Biru :6c

32 4 0
                                    

Aku terjebak di tempat ini denganmu,
Setelah setahun menjauh dan dijauhi.
Aku tidak mengerti takdir,
Dia seakan mempermainkan kita.
Yang kini hanya tinggal aku dan kamu.

-- Biru.

Biru tidak tahu harus apa? Mengetahui dia terjebak di ruang OSIS bersama Nash bukanlah keinginannya. Panik jelas cewek itu rasakan. Jujur Biru takut jika harus berurusn lagi dengan seseorang pemilik mata bening yang selalu menatapnya jahil itu. Dulu.

Andai saja Biru memiliki keberanian meski sedikit untuk menjerit mungkin cewek itu akan melakukannya tapi ada masalah lain yang akan dirinya hadapi nanti. Dia tidak mau berurusan dengan BK atau mendapat tatapan mencela lagi dari semua orang, cukup untuk saat ini. Untuk semua hal yang tidak pernah dirinya inginkan.

"Ru," oh, betapa sulitnya bagi Biru saat harus berhadapan dengan Nash, dengan sekuat tenaga cewek itu berbalik, mencoba melawan sesuatu yang seharusnya telah dia buang jauh-jauh hari, kenangannya bersama cowok itu.

Yakin 100% jika keadaan Biru sangat kacau, terlebih mendapat tatapan terluka itu lagi yang seakan menghujamnya dengan ribuan paku runcing. Keringat dingin perlahan merebak di pelipisnya dengan warna putih pucat sebagai hiasan wajah. Tangan gemetar juga pikiran yang mulai merambat kemana-mana, Biru mencoba mencari pegangan dengan tetap mempertahankan keseimbangan kakinya yang gemetar.

"Apa aku terlalu salah sama kamu?" Biru masih tetap diam meski pandangannya tidak lagi terfokus pada Nash membuat cowok itu menghela nafas berat sebelum beranjak mendekat dan berdiri tepat di hadapan Biru. Di mana keadaan cewek itu mulai mengkhawatirkan, "aku minta maaf."

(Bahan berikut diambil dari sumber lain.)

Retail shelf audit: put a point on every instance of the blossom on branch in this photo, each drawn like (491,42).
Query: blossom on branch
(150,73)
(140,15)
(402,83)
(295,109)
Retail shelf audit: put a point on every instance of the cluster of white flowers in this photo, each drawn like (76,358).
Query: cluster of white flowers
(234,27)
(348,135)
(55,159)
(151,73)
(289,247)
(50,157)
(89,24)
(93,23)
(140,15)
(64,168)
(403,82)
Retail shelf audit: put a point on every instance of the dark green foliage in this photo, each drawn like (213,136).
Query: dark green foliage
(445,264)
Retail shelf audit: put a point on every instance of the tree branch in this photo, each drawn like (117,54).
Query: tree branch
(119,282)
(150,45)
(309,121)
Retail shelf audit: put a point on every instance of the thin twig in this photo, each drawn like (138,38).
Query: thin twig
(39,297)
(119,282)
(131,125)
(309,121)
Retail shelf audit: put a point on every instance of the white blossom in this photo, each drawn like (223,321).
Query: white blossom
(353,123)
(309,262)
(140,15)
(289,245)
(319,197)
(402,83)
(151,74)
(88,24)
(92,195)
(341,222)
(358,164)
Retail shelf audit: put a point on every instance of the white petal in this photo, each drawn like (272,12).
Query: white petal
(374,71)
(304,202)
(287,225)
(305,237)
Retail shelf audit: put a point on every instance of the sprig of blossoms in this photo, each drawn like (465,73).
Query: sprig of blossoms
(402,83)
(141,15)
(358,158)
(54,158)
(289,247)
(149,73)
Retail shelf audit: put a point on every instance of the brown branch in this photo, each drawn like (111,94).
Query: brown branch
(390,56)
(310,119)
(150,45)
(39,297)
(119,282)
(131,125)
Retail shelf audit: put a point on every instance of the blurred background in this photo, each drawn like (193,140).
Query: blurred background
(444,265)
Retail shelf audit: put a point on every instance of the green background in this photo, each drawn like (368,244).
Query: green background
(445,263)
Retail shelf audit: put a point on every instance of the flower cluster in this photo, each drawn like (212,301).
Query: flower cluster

Ruang lingkup terbatas, berada diantara dinding dan tubuh Nash membuat Biru takut. Secara naluriah perasaannyalah yang membuat Biru takut kejadian dulu terulang lagi. Dia sadar betul jika pertahanannya selama ini sia-sia, tidak pernah bisa membuahkan hasil yang ingin dia capai.

Menjauh dan mengabaikan itu menyakitkan, tapi berada di dalam jarak jangkaunya membuat Biru tertekan. Apa yang harus Biru katakan?

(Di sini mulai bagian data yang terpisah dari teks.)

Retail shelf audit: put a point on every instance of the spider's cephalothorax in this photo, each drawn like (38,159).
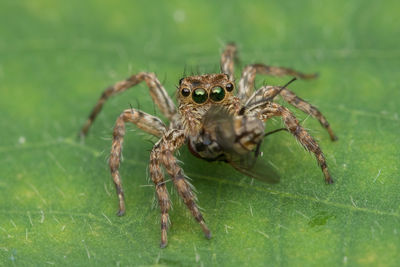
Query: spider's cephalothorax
(217,118)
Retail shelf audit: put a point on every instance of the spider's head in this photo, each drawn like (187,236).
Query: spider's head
(205,89)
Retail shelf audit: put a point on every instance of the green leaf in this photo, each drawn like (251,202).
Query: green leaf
(58,202)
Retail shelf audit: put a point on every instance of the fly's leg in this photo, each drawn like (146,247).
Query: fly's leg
(157,92)
(266,92)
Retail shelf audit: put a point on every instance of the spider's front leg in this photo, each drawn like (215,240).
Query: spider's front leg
(268,92)
(157,92)
(144,121)
(246,82)
(163,153)
(292,124)
(228,60)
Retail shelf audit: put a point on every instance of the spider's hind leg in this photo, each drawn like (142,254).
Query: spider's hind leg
(144,121)
(273,109)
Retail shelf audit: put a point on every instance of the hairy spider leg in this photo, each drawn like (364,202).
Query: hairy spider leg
(163,153)
(290,97)
(157,92)
(144,121)
(246,82)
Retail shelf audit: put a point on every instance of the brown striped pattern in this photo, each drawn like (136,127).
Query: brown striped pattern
(246,82)
(144,121)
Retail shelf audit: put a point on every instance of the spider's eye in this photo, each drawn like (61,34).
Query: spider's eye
(199,95)
(185,92)
(217,94)
(229,87)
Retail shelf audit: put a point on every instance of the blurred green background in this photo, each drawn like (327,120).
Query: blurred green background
(57,201)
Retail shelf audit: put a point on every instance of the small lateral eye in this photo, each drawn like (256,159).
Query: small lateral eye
(217,94)
(229,87)
(199,95)
(185,92)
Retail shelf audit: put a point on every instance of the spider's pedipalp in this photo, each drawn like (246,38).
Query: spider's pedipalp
(246,82)
(228,61)
(157,92)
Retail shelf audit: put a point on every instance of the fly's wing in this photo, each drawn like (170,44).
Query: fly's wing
(219,124)
(254,167)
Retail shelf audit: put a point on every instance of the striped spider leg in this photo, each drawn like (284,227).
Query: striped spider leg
(271,109)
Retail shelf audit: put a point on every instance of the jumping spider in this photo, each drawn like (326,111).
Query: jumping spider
(212,120)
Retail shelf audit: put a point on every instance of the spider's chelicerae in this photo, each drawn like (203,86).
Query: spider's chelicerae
(213,121)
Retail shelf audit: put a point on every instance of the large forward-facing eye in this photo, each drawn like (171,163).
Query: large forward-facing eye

Sedangkan Nash masih menunggu cewek itu untuk membuka mulutnya meski hanya kata-kata kasar yang akan dia dengar nanti. Tidak apa-apa menurut Nash asalkan Biru tidak mengabaikannya lagi.

"Aku akan maafkan, asal kamu menjauh," suaranya tegas namun terasa bergetar. Tapi Nash bukan orang yang senang dengan jawaban Biru.

"Biru."

"Menjauh!"

Nash merasakannya, sesak yang menakutkan itu kembali pada diri Biru. Sorot mata penuh kewaspadaan itu menunjukkannya. Nash menahan nafas, berdiri kaku dengan jantung berdegub. Apa yang udah aku lakukan?

Biru menatap nyalang seseorang yang berdiri kaku di depannya dengan nafas memburu, bulir keringat kembali membanjiri pelipisnya. Tangannya terkepal kuat seakan dengan itu Biru bisa mengontrol emosinya yang siap meledak.

Tenang, tenang, tenang, tenang Biru. Kamu pasti bisa! Batinnya menyemangati.

Setelah menarik nafas dan menghembuskannya beberapa kali Biru perlahan mulai tenang. Semburat merah yang muncul perlahan berpendar sedikit demi sedikit. Lalu Nash melihatnya, tatapan datar itu lagi setelah sekian lama terkubur dalam diri Biru.

"Aku sampai di sini."

Jangan! Teriak Nash dalam hati tanpa mampu cowok itu suarakan.

□■■■□

Masih di tempat yang sama saat detik jam menunjuk angkas 10 namun keduanya masih berdiri dengan saling memandang satu sama lain. Nash hanya mampu berdiri kaku dengan jantung berdegub karena seorang Sabiru, seseorang yang sejak awal menarik perhatiannya ketika MOS dulu. Tapi bukan hal itu yang menjadi pikiran Nash, cowok itu lebih fokus pada apa yang terucap oleh Biru dengan nada penuh keputus-asaan itu.